Leaving Meaux for her childhood home, Castle Hutton, Hildegard is fondly welcomed by her old friend, Roger de Hutton, currently besotted with his flirtatious young wife. It is Hildegard's plan to request Roger's suggestions for property she might purchase, but before she has an opportunity, Hildegard is badly frightened by a near-assault at the hands of an armed soldier. Temporarily safe in a merry crowd toasting Lord Roger, the celebration turns sour as Hutton falls to the floor, his fate uncertain. Suddenly the castle is in an uproar and Hildegard is charged with investigating Roger's household to discover what foul plans are afoot.

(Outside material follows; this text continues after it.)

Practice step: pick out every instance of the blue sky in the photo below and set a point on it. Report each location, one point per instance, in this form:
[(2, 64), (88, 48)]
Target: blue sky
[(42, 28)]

In a flurry of misadventures, random killings, a dangerous chase and the pursuit of false trails, Hildegard and Roger's steward, Ulf, attempt to make sense of the treachery and betrayal that plagues the castle, as well as the noble birth of an heir and the kidnapping of a hostage, with any number of suspects who might have wished harm to de Hutton.
Spirited men form opposing factions in a country where many whisper stories of Wat Tyler and the reformer John Wycliff, where the young king's favor is sought and French spies infiltrate the nobility, spreading misinformation. A trusted confidant of superior intelligence and skill with the healing arts, Hildegard is perfectly placed to glide below the radar from priory to castle, watching, listening, learning. She must decide who is trustworthy and who is not, forewarned to caution by her abbess before meeting the charismatic Hubert de Courcy, whose permission is required for the establishment of her small priory. While many of the conflicts at Castle Hutton are resolved, many mysteries have just begun, including Hildegard's infatuation with the Abbot of Meaux. Hildegard is perfectly poised for whatever adventures this author imagines for her protagonist, a network of friends and potential foes, an uncertain political climate ("If the north is taken, the rest of England falls.") and a heart not yet healed from the loss of a spouse. If the rest of this series is as promising as Hangman Blind, Hildegard has a bright, if uncertain future. Luan Gaines/2009.